- Born: July 6, 1924 Northampton, Massachusetts, US
- Died: December 23, 2007 (aged 83) Albany, California, US
- Education: Harvard Medical School
- Occupation(s): Scientist, educator, writer
- Spouse: Ruth Jackson
- Children: 4
- Parent(s): William Francis Ganong & Anna Hobbet Ganong

= William Francis Ganong Jr. =

American physiologist

William Francis Ganong Jr. (July 6, 1924 – December 23, 2007) was an American physiologist at the University of California, San Francisco (UCSF), and was one of the first scientists to trace how the brain controls important internal functions of the body.

==Early life==
William Francis "Fran" Ganong Jr. was born in Northampton, Massachusetts, the son of botanist and Smith College professor William Francis Ganong Sr. and geologist Anna Hobbet Ganong.

Ganong was a graduate of Harvard Medical School and served with the United States Army during World War II and the Korean War in which he was part of a medical team that established a MASH unit, the Hemorrhagic Fever Center.

==Career==
He was one of the discoverers of Lown–Ganong–Levine syndrome, an electrical abnormality that affects heart rhythm.

Ganong became an assistant professor at the University of California, Berkeley, in 1955. Three years later, he moved to the University of California, San Francisco, (UCSF) to help start a research program in physiology. In the course of his research, he discovered that blood pressure and fluid balance – the salt and water levels in the body – are regulated by hormones from the adrenal gland and the kidney, a key finding for developing ways to treat hypertension.

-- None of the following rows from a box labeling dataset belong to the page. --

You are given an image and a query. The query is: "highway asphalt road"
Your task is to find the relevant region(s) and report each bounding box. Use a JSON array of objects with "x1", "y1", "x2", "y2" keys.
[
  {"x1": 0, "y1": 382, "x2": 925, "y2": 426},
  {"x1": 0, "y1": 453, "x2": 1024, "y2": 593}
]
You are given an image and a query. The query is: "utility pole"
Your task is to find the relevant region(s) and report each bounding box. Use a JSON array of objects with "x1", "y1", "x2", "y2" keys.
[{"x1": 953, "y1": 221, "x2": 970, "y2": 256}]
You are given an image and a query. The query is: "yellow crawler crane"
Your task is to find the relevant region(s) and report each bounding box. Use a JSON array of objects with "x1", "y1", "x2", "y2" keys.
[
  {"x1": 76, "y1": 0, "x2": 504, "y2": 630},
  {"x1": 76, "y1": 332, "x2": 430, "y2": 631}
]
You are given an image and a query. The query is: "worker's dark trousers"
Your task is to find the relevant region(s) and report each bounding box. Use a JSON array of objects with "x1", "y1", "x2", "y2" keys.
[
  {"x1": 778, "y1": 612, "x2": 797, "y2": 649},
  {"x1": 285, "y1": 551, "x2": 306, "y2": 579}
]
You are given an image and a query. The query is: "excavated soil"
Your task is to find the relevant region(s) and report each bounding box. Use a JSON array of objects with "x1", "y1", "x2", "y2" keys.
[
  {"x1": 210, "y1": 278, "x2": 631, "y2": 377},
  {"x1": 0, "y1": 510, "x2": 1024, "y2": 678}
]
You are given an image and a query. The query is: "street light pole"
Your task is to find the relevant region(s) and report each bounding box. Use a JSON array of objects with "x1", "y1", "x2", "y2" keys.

He was chairman of the physiology department at UCSF from 1970 to 1987, and served as the 50th president of the American Physiological Society, from 1977 to 1978. He retired in 1999, but continued research in neuroendocrinology, becoming the Lange Professor of Physiology Emeritus at UCSF.

==Publications==
Ganong was the author of the influential textbook Review of Medical Physiology, first published in 1963 and, as of 2019, in its 26th edition. It has been translated into 18 languages.

==Personal life==
Ganong died in Albany, California, at the age of 83, after living with prostate cancer for 17 years.